Saturday, 10 September 2016

WS ABC Part 20 - Cordelia



CORDELIA, "the unpriz'd precious maid" whose "voice was ever soft, gentle and low," was the third and youngest daughter of King Lear, the ruler of pre-Christian Britain. When asked to flatter her father and so receive her third of the kingdom on her father's abdication, all she can say is, "Nothing, my lord."
Lear is furious with his honest daughter and banishes her. 

Later she returns with her husband at the head of a French army in order to avenge the wrongs that Lear's other daughters, Goneril and Regan, two "gilded serpents," "she-foxes" and "tigers, not daughters" have done to their ageing father. Cordelia's forces are defeated and she is reunited with her father. They are captured and imprisoned and Edmund, the bastard son of Lear's ally, the Earl of Gloucester, gives orders that Cordelia is to be hanged. At the last moment, in a moment of remorse, Edmund tries to countermand his previous order but it is too late. Cordelia has been hanged. The last we see of her in this powerful tragedy is King Lear holding her dead body as he cries out:

I might have saved her;now she's gone for ever!
Cordelia, Cordelia! stay a little. 



Although Cordelia has a small part in the play, (117 lines), she plays a  critical role. She represents true love, honesty and virtue in contrast to her evil sisters. (forerunner of Cinderella?) and acts out the role of the dutiful daughter, her love overcoming any materialistic demands.

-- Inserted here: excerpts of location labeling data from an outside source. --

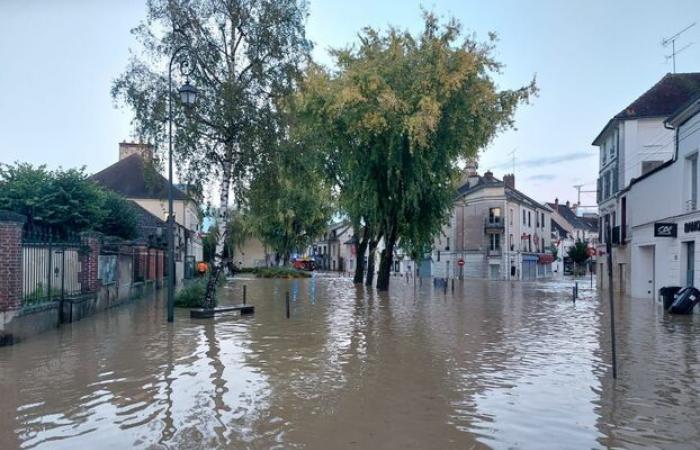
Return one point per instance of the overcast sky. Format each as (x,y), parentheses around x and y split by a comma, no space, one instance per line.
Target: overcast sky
(591,58)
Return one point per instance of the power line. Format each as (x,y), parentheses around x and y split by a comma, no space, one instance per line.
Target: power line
(672,40)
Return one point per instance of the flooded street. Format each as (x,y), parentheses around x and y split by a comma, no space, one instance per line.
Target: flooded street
(496,365)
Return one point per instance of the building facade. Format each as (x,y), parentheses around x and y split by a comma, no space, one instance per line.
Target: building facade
(633,143)
(664,215)
(495,232)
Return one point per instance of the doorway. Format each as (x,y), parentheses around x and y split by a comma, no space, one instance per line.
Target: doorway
(690,263)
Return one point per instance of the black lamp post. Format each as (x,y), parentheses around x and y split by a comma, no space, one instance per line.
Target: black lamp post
(188,96)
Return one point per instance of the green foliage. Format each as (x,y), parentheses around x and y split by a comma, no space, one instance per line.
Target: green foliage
(290,202)
(246,56)
(192,294)
(578,252)
(67,201)
(397,116)
(280,272)
(120,216)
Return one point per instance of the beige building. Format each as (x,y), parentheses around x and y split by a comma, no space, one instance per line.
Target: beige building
(498,233)
(134,177)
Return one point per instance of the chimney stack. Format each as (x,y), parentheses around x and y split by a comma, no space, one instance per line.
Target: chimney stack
(127,149)
(509,180)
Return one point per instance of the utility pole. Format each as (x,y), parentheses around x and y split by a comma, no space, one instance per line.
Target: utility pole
(579,192)
(672,41)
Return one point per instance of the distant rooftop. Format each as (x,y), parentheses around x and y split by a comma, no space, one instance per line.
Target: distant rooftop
(669,94)
(133,178)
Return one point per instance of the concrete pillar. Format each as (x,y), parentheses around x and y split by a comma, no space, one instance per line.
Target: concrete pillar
(11,257)
(88,262)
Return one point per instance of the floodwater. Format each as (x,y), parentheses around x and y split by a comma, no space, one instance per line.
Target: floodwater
(495,365)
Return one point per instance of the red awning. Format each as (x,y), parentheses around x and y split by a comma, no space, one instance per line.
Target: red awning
(546,259)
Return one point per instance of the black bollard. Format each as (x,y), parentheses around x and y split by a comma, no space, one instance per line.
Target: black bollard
(286,301)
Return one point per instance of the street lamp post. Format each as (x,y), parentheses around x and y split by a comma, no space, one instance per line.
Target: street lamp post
(188,95)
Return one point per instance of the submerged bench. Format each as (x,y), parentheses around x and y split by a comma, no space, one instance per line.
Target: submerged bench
(207,313)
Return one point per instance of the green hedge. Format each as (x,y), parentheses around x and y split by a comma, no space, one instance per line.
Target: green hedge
(280,272)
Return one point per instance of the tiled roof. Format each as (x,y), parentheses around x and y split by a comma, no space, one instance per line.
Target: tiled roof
(132,178)
(580,223)
(562,233)
(486,182)
(665,97)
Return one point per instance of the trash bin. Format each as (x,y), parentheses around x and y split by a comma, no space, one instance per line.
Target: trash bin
(685,301)
(667,295)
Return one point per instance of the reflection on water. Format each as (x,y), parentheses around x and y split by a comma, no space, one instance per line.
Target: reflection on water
(496,364)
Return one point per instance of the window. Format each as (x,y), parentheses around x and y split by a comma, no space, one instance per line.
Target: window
(692,200)
(494,241)
(494,215)
(606,185)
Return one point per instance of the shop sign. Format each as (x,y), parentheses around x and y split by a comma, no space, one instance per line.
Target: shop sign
(689,227)
(663,229)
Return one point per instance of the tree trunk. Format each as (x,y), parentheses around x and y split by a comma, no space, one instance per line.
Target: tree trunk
(371,258)
(360,257)
(386,261)
(219,260)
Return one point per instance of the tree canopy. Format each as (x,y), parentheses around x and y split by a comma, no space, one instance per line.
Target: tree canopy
(397,116)
(245,56)
(65,201)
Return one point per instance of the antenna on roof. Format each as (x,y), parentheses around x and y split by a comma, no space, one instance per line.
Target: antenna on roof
(512,155)
(672,40)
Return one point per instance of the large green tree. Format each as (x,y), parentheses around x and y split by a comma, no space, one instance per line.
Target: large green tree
(65,201)
(401,111)
(290,201)
(246,55)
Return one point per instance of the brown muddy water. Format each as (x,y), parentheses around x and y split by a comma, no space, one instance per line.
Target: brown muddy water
(496,365)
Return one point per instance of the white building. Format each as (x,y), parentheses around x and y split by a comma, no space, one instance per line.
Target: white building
(498,233)
(664,215)
(633,143)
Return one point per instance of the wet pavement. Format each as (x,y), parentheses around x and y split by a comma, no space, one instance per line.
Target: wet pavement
(494,365)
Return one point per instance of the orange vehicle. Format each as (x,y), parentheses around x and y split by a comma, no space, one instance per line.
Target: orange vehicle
(304,264)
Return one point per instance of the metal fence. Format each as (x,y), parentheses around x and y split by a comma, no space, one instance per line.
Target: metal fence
(51,267)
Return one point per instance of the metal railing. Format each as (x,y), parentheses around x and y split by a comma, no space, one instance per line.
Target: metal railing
(50,267)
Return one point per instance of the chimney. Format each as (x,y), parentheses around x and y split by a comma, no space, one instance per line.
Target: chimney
(509,180)
(127,149)
(471,171)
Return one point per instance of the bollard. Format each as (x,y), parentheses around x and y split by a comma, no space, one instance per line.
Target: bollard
(286,301)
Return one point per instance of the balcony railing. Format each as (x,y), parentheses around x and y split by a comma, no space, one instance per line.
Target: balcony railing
(493,223)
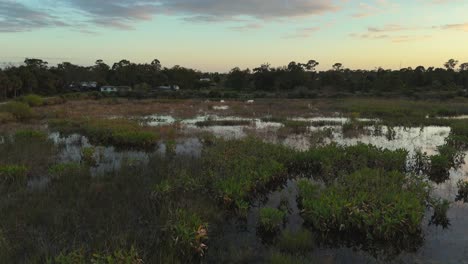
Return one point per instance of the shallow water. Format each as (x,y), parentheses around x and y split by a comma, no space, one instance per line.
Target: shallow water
(239,240)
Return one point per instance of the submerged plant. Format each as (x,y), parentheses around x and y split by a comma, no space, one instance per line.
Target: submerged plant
(439,218)
(13,175)
(462,191)
(271,219)
(379,205)
(87,156)
(294,242)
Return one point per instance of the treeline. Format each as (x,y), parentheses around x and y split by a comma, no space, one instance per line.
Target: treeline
(36,76)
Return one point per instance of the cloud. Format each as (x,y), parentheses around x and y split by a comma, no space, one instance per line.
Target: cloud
(460,27)
(303,32)
(122,13)
(17,17)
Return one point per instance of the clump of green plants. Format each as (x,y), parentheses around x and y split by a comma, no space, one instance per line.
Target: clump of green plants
(462,191)
(282,258)
(440,164)
(118,257)
(296,242)
(379,205)
(353,128)
(30,135)
(458,137)
(61,170)
(116,132)
(20,111)
(6,117)
(32,100)
(327,162)
(439,218)
(188,232)
(13,175)
(237,169)
(295,126)
(88,156)
(208,123)
(271,219)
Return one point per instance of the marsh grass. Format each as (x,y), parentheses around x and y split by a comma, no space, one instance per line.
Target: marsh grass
(439,217)
(296,242)
(386,206)
(208,123)
(328,162)
(238,169)
(117,132)
(462,191)
(32,100)
(271,219)
(20,111)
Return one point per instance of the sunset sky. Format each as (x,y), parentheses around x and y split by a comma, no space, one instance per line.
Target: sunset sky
(216,35)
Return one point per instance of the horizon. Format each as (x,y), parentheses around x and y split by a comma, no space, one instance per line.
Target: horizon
(216,36)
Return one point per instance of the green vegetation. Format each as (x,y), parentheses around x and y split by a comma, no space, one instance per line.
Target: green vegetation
(223,123)
(32,100)
(18,110)
(271,219)
(462,191)
(439,218)
(116,132)
(13,175)
(238,168)
(330,161)
(296,242)
(378,205)
(118,257)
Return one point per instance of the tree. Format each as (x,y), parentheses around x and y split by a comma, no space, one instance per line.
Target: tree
(450,64)
(464,66)
(311,64)
(337,67)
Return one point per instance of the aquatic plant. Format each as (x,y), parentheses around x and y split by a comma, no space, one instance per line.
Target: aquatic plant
(32,100)
(236,122)
(294,242)
(238,168)
(117,257)
(439,218)
(188,232)
(271,219)
(327,162)
(116,132)
(440,164)
(282,258)
(13,175)
(462,191)
(19,110)
(87,156)
(379,205)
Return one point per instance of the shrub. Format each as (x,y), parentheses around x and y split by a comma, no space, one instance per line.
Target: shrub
(6,117)
(188,232)
(271,219)
(300,241)
(462,191)
(281,258)
(29,135)
(87,156)
(32,100)
(19,110)
(13,175)
(238,168)
(117,132)
(439,218)
(379,205)
(329,161)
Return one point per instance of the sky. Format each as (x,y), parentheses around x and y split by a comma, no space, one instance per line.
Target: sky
(217,35)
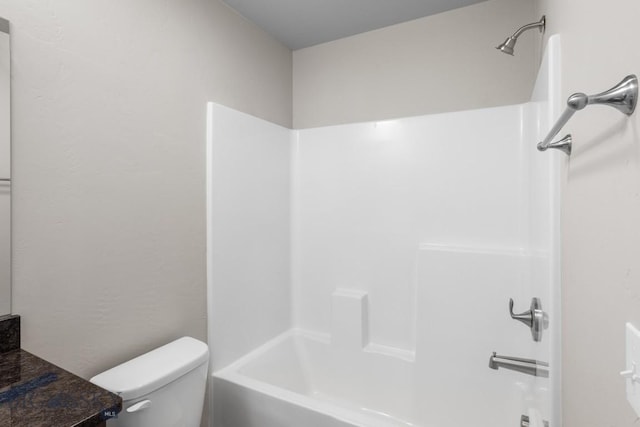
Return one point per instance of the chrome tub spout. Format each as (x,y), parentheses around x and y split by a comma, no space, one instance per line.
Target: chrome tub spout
(526,366)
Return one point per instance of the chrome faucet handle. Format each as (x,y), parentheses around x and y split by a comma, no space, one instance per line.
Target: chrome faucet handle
(526,317)
(535,318)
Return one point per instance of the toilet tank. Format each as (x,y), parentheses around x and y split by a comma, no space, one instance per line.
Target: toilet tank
(164,387)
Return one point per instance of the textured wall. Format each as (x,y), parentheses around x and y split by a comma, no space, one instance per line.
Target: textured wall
(445,62)
(109,165)
(601,207)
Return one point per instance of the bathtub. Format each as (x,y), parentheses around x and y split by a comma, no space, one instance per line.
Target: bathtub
(299,380)
(302,379)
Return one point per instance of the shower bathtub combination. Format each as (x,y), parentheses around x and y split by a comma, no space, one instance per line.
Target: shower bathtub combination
(360,275)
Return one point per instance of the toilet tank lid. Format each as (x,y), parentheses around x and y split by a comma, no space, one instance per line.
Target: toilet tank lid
(152,370)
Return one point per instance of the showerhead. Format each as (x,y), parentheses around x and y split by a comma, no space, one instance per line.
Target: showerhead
(507,46)
(510,42)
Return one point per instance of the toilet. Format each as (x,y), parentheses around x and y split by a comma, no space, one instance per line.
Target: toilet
(164,387)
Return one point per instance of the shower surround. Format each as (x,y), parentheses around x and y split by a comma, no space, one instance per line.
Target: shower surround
(359,275)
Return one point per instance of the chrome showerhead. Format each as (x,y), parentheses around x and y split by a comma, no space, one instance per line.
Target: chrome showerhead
(507,46)
(510,42)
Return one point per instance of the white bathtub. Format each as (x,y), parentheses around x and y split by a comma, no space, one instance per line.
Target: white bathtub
(300,380)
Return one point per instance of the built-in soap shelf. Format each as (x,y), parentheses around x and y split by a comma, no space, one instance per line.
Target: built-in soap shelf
(350,326)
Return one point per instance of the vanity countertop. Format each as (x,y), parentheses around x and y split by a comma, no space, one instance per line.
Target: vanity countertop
(36,393)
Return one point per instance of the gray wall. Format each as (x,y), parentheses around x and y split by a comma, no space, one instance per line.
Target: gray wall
(109,131)
(445,62)
(601,210)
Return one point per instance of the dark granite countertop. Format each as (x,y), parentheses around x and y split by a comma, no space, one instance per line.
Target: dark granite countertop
(36,393)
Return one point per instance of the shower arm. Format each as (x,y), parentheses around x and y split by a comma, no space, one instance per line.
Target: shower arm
(540,24)
(622,97)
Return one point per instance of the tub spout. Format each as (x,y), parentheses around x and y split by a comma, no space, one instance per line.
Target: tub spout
(526,366)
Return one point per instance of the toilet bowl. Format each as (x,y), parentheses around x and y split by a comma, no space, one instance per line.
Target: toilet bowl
(164,387)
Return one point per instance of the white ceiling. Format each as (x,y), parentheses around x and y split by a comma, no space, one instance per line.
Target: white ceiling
(304,23)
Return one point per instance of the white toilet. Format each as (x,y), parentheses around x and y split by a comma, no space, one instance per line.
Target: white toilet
(164,387)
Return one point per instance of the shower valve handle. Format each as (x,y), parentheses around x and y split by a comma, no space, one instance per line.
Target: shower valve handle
(534,318)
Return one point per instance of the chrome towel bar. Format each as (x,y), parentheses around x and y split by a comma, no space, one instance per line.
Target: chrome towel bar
(623,97)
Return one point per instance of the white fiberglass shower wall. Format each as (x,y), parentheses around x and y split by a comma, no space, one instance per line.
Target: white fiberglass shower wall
(359,275)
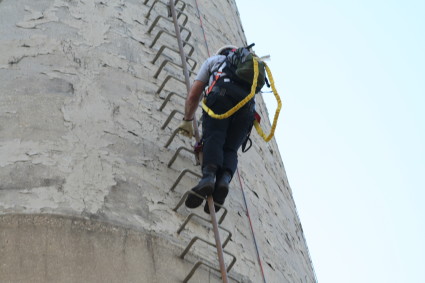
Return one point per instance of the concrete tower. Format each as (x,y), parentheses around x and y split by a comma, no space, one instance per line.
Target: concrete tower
(86,184)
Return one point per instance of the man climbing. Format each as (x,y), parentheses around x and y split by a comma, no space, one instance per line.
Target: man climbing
(221,137)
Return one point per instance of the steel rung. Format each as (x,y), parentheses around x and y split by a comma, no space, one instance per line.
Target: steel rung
(180,203)
(155,22)
(185,42)
(180,11)
(169,77)
(170,116)
(171,62)
(198,264)
(168,99)
(229,236)
(177,153)
(188,58)
(196,238)
(181,175)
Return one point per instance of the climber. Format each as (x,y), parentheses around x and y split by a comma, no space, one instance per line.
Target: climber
(221,137)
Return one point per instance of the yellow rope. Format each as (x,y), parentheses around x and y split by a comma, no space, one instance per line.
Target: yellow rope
(240,104)
(276,115)
(248,98)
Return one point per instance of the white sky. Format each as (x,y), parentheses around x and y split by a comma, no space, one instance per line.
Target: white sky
(351,75)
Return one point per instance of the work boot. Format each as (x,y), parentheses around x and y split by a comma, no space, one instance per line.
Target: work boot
(221,190)
(204,188)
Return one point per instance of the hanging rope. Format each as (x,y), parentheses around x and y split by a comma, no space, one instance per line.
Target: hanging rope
(244,101)
(237,170)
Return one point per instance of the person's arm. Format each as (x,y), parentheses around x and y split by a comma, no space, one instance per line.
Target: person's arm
(192,100)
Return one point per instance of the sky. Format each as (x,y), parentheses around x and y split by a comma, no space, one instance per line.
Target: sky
(351,133)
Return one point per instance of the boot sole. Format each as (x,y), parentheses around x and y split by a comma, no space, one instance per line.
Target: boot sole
(219,196)
(193,201)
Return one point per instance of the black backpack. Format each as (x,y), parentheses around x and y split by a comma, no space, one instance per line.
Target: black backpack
(240,67)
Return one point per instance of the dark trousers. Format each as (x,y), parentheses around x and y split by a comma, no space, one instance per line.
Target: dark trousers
(222,138)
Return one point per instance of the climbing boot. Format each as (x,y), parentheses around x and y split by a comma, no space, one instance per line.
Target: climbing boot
(221,189)
(204,188)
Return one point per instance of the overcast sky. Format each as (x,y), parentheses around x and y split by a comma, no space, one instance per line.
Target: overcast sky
(351,75)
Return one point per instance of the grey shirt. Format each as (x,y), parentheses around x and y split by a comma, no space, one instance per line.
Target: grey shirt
(209,69)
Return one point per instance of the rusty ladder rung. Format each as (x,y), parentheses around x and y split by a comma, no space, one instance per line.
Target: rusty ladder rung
(168,99)
(189,217)
(196,238)
(180,203)
(167,6)
(198,264)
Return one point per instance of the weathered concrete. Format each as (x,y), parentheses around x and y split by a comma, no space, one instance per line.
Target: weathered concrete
(49,248)
(80,137)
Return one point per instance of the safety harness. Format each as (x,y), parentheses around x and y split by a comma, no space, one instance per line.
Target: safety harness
(244,101)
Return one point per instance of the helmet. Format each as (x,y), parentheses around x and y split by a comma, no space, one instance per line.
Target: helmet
(225,49)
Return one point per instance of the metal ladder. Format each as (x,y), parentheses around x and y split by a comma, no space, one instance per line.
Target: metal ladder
(185,46)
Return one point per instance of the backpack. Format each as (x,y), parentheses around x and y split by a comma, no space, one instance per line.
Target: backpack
(240,67)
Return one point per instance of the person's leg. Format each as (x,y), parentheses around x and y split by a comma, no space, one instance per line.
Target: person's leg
(239,127)
(214,136)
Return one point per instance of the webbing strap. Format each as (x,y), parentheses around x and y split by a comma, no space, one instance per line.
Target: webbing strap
(244,101)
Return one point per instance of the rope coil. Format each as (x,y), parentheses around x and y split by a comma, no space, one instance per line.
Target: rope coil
(244,101)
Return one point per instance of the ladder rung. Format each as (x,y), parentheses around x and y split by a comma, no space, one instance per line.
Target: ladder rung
(198,264)
(192,192)
(177,153)
(168,99)
(207,220)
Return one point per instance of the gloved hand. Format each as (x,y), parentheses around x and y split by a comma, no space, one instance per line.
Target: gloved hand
(186,128)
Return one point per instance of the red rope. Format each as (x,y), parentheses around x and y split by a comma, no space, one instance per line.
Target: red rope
(239,176)
(202,27)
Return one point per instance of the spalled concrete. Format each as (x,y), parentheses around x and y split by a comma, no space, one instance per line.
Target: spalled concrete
(82,161)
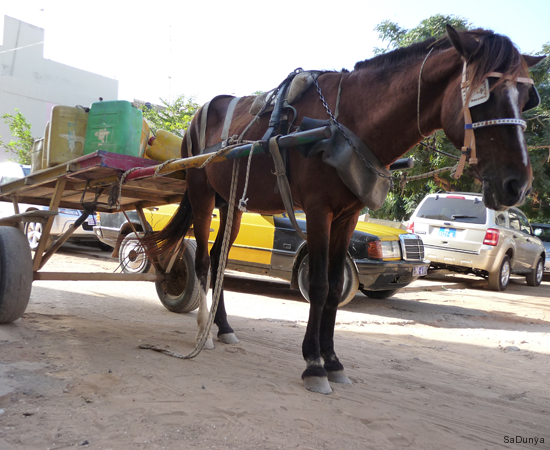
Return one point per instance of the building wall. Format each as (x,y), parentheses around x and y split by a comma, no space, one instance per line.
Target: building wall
(34,85)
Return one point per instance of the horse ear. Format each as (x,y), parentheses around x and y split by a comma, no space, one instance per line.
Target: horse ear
(532,60)
(464,44)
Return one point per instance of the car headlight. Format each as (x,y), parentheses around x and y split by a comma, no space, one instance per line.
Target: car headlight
(384,250)
(391,250)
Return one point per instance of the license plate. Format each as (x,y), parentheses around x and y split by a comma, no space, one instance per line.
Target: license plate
(447,232)
(420,271)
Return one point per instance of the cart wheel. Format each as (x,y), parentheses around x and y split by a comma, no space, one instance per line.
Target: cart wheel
(351,280)
(15,274)
(180,292)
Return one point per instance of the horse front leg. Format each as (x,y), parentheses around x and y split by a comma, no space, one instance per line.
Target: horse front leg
(226,334)
(315,376)
(202,217)
(341,232)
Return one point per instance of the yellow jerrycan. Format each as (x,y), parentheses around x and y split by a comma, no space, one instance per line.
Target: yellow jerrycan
(164,146)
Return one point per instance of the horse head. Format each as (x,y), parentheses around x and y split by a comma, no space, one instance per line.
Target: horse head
(483,115)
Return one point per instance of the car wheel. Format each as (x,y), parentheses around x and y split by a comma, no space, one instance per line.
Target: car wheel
(180,291)
(33,231)
(351,280)
(498,280)
(535,277)
(379,295)
(15,274)
(132,256)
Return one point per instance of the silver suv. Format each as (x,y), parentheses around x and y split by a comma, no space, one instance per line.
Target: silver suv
(462,235)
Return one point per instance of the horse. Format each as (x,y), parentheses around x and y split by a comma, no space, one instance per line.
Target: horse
(389,102)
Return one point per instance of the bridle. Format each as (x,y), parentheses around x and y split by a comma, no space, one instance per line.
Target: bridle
(468,151)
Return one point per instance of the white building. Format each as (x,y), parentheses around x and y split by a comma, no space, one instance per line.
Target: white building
(34,85)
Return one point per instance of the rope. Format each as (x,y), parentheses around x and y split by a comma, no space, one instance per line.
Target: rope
(427,174)
(219,281)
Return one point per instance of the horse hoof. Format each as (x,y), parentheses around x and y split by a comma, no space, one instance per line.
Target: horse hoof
(209,344)
(317,384)
(228,338)
(338,376)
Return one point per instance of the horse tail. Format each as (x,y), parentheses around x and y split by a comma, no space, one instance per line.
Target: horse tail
(164,242)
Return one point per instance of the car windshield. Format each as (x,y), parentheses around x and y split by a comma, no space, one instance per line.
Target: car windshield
(543,233)
(453,208)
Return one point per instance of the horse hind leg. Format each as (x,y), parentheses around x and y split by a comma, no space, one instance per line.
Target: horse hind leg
(337,260)
(226,334)
(315,376)
(202,211)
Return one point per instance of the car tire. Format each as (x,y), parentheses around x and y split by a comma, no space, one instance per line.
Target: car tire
(535,277)
(180,291)
(351,280)
(379,295)
(33,232)
(16,274)
(131,256)
(499,280)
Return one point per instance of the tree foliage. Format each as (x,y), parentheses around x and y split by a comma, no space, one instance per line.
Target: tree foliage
(174,116)
(404,198)
(21,129)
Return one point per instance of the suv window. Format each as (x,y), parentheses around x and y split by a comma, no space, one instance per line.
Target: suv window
(543,233)
(500,219)
(456,209)
(519,222)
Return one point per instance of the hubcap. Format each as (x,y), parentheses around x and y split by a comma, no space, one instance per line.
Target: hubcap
(34,233)
(133,256)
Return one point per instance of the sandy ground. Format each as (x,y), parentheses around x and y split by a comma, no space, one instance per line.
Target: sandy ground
(436,367)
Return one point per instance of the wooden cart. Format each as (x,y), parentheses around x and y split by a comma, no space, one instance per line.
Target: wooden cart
(86,184)
(82,184)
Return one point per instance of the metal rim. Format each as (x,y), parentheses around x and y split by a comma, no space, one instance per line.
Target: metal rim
(33,233)
(133,256)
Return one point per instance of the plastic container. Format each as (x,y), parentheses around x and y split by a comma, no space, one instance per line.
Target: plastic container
(45,146)
(164,146)
(36,155)
(114,126)
(143,143)
(66,135)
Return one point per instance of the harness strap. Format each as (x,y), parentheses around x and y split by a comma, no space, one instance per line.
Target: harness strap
(336,110)
(204,119)
(229,117)
(284,187)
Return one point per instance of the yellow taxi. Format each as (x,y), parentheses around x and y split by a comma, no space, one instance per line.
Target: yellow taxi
(381,259)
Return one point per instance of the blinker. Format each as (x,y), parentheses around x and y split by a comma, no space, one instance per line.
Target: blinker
(534,99)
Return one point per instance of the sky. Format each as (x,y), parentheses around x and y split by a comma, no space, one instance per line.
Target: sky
(202,48)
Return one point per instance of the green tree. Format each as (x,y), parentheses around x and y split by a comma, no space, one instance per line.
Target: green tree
(537,134)
(405,197)
(174,116)
(19,128)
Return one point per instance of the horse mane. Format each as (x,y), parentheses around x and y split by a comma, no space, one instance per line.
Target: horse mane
(494,53)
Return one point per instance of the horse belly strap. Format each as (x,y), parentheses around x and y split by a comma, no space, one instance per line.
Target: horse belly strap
(351,163)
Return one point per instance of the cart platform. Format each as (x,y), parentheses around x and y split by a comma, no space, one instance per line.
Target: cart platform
(87,181)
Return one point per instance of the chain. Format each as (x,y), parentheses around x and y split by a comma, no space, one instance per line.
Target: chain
(349,141)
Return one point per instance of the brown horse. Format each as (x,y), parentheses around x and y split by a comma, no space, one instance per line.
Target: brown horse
(389,102)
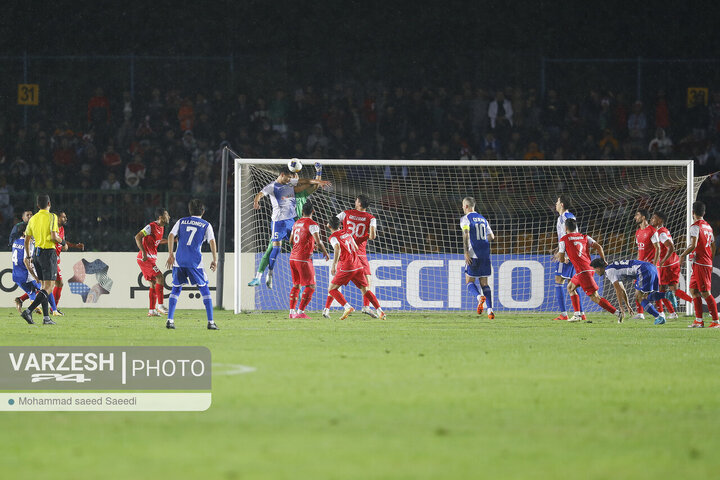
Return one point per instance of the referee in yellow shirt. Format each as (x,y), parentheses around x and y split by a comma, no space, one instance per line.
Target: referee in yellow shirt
(43,229)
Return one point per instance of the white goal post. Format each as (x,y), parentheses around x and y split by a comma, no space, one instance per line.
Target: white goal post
(417,258)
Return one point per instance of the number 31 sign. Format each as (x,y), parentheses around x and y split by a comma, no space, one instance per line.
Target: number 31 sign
(28,93)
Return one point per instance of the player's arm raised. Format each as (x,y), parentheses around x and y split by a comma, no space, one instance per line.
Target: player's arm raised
(256,200)
(213,250)
(466,245)
(171,247)
(691,246)
(598,248)
(336,257)
(320,245)
(670,249)
(138,241)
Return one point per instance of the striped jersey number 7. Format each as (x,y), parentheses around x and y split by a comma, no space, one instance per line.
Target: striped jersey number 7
(193,231)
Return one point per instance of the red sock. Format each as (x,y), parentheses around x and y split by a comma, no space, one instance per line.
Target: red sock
(697,301)
(606,305)
(56,293)
(337,295)
(712,306)
(294,292)
(575,300)
(369,298)
(668,305)
(683,295)
(307,296)
(159,293)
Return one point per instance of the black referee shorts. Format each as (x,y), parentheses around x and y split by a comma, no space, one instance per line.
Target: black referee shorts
(45,262)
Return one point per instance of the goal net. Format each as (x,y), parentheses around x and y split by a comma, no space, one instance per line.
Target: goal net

The original WS tragic end of this play was found to be too much for many 17th century audiences. In 1681, Nahum Tate, an Irish poet and playwright, (1652-1715) changed its final scenes. Cordelia is not hanged. Instead she falls in love with Edgar (Gloucester's good son) and Lear retires peacefully. This version became the standard for 150 years until 1838 when W.C. Macready, an actor and the manager of Covent Garden and Drury Lane theatres, had the play returned to its original words.

Shakespeare probably based his play on an earlier happier play, The True Chronicle History of King Leir and his Three Daughters, c.1594. In other versions by Holinshed and Edmund Spenser, Cordelia stabs herself, but several years after Lear dies.